Of the 1.3 million claims, COVID-19 was named the primary diagnosis in 316,000 – just under 24 percent. This suggests that COVID-19 was a comorbidity in about 74 percent of cases. It likely exacerbated patients' pre-existing conditions.
The Centers for Disease Control and Prevention (CDC) began reporting excess COVID-19 deaths in March 21, 2020. Physicians report comorbid conditions when COVID-19 is the primary cause of death.
Medical claims data is essential in finding areas with the highest diagnosis volumes of these conditions. Claims data can also help identify the physicians diagnosing and treating these patients.

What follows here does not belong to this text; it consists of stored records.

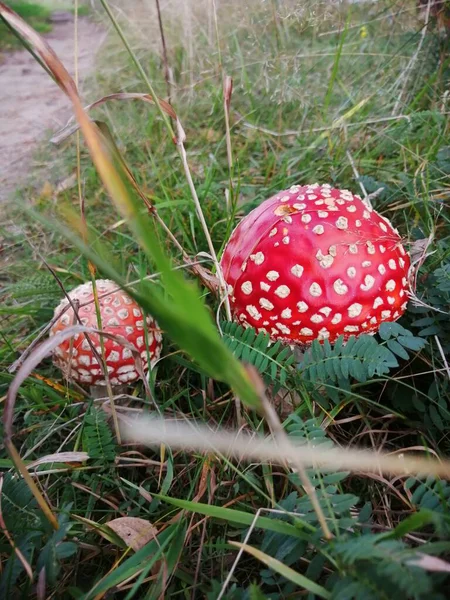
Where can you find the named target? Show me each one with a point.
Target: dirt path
(31, 103)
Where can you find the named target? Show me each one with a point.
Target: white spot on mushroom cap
(297, 270)
(392, 264)
(368, 283)
(247, 287)
(305, 331)
(253, 312)
(370, 247)
(282, 291)
(114, 356)
(126, 369)
(315, 289)
(257, 258)
(340, 287)
(283, 328)
(342, 223)
(390, 285)
(264, 303)
(354, 310)
(302, 306)
(377, 302)
(316, 319)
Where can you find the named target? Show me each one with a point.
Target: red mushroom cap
(120, 316)
(314, 262)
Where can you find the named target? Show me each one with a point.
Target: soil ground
(32, 104)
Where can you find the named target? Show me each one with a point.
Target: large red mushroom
(315, 262)
(120, 316)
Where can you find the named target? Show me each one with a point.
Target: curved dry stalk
(194, 437)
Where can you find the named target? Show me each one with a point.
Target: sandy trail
(31, 104)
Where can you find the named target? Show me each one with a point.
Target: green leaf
(234, 516)
(279, 567)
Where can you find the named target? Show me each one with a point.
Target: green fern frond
(360, 358)
(97, 437)
(272, 361)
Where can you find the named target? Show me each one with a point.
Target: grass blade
(285, 571)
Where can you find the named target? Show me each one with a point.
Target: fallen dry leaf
(133, 531)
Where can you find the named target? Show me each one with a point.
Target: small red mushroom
(120, 315)
(315, 262)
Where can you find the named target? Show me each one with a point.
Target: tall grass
(320, 93)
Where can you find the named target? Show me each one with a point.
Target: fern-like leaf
(360, 358)
(273, 361)
(97, 437)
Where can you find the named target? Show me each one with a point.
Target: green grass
(305, 98)
(36, 14)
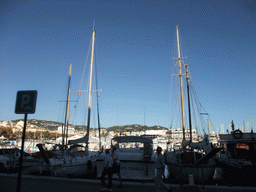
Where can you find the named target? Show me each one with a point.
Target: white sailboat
(194, 159)
(73, 159)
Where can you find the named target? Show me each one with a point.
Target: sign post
(25, 104)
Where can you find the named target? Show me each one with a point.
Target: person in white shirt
(116, 164)
(160, 166)
(107, 170)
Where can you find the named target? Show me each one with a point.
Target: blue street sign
(26, 102)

Pre-existing conditions that increase COVID-19 mortality risk
The COVID-19 virus primarily impacts the respiratory system. The virus puts patients with existing respiratory issues at higher risk of complications. However, the COVID-19 virus can cause a series of associated conditions. The four major categories of COVID-19 comorbidities that lead to mortality are:
- Respiratory diseases
- Circulatory diseases
- Alzheimer disease and dementia
Other common comorbidities included diabetes, renal failure, and sepsis. Pinpointing where these comorbidities are concentrated can improve population health programs. Additional precautions in these areas can also help limit the spread of COVID-19.
Comparing excess deaths with and without COVID-19 allows providers to understand the virus' impact. Patient deaths not reported as caused by COVID-19 could be misclassified or indirectly related. Death certificates can be submitted before the cause of death is determined. This means comprehensive information on excess mortality may not be available right away.

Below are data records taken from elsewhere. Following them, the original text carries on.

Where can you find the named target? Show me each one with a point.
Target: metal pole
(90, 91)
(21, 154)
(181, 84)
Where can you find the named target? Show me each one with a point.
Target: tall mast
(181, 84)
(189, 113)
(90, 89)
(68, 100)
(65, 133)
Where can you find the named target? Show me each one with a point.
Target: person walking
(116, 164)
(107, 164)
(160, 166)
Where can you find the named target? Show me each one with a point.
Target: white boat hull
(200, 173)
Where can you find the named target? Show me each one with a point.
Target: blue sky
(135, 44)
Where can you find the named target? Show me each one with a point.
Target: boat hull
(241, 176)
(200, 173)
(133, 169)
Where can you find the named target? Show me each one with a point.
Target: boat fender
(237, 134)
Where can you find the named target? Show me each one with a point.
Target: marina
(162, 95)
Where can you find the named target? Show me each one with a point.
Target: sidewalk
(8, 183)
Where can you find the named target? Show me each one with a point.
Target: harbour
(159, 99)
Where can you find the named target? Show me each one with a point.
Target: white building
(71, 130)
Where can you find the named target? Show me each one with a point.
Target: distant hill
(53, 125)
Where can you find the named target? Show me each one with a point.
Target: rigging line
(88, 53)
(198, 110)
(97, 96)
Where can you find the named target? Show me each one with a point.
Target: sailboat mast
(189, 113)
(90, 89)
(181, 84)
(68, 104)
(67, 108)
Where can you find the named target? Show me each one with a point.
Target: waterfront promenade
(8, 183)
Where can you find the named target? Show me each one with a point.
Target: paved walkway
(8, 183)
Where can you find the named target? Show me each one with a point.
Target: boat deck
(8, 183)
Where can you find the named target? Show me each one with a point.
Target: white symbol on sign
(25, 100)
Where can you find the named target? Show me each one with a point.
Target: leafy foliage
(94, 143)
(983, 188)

Direct versus indirect impact on COVID-19-related mortality
In some cases, COVID-19 may have contributed to patient death but is not listed as the cause. This misclassification could be a result of overburdened care facilities. In these cases, providers may have been unable to properly diagnose or treat COVID-19 patients. It could also be due to delays in autopsy results, leading providers to list the most likely cause of death.
Indirect COVID-19 morbidity could also stem from delayed treatment. Fear of contracting COVID-19 is causing many patients to avoid in-person care. Patients with chronic illnesses may pause treatment, which increases risk of complications. Other patients may delay seeking an initial diagnosis, making effective treatment more difficult.

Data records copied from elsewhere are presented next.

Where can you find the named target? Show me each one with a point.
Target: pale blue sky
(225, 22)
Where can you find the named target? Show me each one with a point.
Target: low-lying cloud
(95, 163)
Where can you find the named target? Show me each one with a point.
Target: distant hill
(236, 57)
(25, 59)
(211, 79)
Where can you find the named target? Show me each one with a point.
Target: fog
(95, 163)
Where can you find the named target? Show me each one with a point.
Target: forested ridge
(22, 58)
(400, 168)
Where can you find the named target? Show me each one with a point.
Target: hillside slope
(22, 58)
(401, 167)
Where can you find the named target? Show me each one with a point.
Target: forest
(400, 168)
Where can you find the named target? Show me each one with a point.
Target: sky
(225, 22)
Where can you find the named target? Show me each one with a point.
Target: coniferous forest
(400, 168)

Delayed treatment is especially problematic for heart attack and cancer patients. Patients experiencing heart attack symptoms may not see a doctor, leading to higher mortality rates. Postponing cancer diagnoses may also lead to more complex cases that are difficult to treat.
Increased use of telemedicine services is alleviating some of these issues. Telemedicine makes healthcare more accessible without the risk of COVID-19 exposure. Physicians can check in with patients and reduce unnecessary in-person visits. Improved access to virtual care can ensure patients with pre-existing conditions continue receiving treatment without being put at risk.
Conditions caused by COVID-19
Common symptoms of COVID-19 are well-documented. Patients often experience fever, dry cough, difficulty breathing, fatigue, and other symptoms. Many of these symptoms persist for months after patients recover.
Though the COVID-19 virus primarily impacts the lungs, it also affects the heart and the brain. COVID-19 patients often have permanent damage to their heart muscles, which can increase the risk of heart failure. Scar tissue in the lungs can lead to lasting breathing issues.
For COVID-19 patients of all ages, the virus can cause seizures and strokes. Some researchers believe COVID-19 may also increase patient risk of developing neurological conditions. This could include Parkinson’s and Alzheimer’s disease.
Access to medical claims data is essential to identify comorbidities associated with COVID-19. Understanding common comorbidities allows providers to identify the communities at the highest risk of contracting the virus. Such data can also inform population health initiatives, like drive-through testing. This will be especially important as states continue to reopen, leading to another rise in COVID-19 cases.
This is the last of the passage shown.